Vida, Marco Girolamo
VIDA, MARCO GIROLAMO
Italian humanist poet and Church reformer; b. Cremona c. 1485; d. Alba, Sept. 27, 1566. Of a noble though poor family, Vida received a classical education at Cremona and at Mantua, and studied philosophy, theology, and canon law in Rome, where he was ordained before 1510. Much of his earliest poetry has been lost. His poems on chess, Scacchia ludus, and the silkworm, De bombyce, won him the favor of Leo X, who commissioned him to write a great epic on the life of Christ. His interest in Vergil led him to compose Poeticorum libri tres (1527), which has had undue and unexpected influence in literary history; in fact he became known as the "Christian Vergil." The epic Christiad (1535), in six books, was a great success in its own time and long after. In 1533 Clement VII appointed Vida bishop of Alba in Lombardy, and there he devoted himself to religious, social, and political problems. Though forced to leave Alba by the alternating French and Spanish invaders, he nonetheless persevered in reform work. He took stern measures against Protestants and was sometimes overzealous in invoking the secular arm. He worked for the improvement of clerical standards, and urged this also on the popes and his fellow bishops. Vida participated in some sessions of the Council of Trent, but left at least once in protest of its inactivity (1545). In 1564 he was instrumental in organizing the synod of Milan under Abp. Charles Borromeo.
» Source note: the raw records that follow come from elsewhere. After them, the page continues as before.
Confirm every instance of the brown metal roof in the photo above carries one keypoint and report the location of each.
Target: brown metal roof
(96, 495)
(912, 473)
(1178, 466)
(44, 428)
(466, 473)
Vida was known throughout his long life for personal integrity and high ideals. His secular poetry remained extensively popular into the 19th century; the Christiad and the Hymns that he composed in the 1530s and 1540s influenced religious literature after Trent. His Constitutiones synodales (1562) were exemplary for Borromeo and others as paradigms of diocesan and clerical reform.
Bibliography: v. cicchitelli, Sulle opere poetiche di M. G. Vida (Naples 1904); Sulle opere in prosa (Naples 1909). m. di cesare, Vida's Christiad and Vergilian Epic (New York 1963). m. g. vida, Sedici lettere inedite, ed. f. novati (Milan 1898).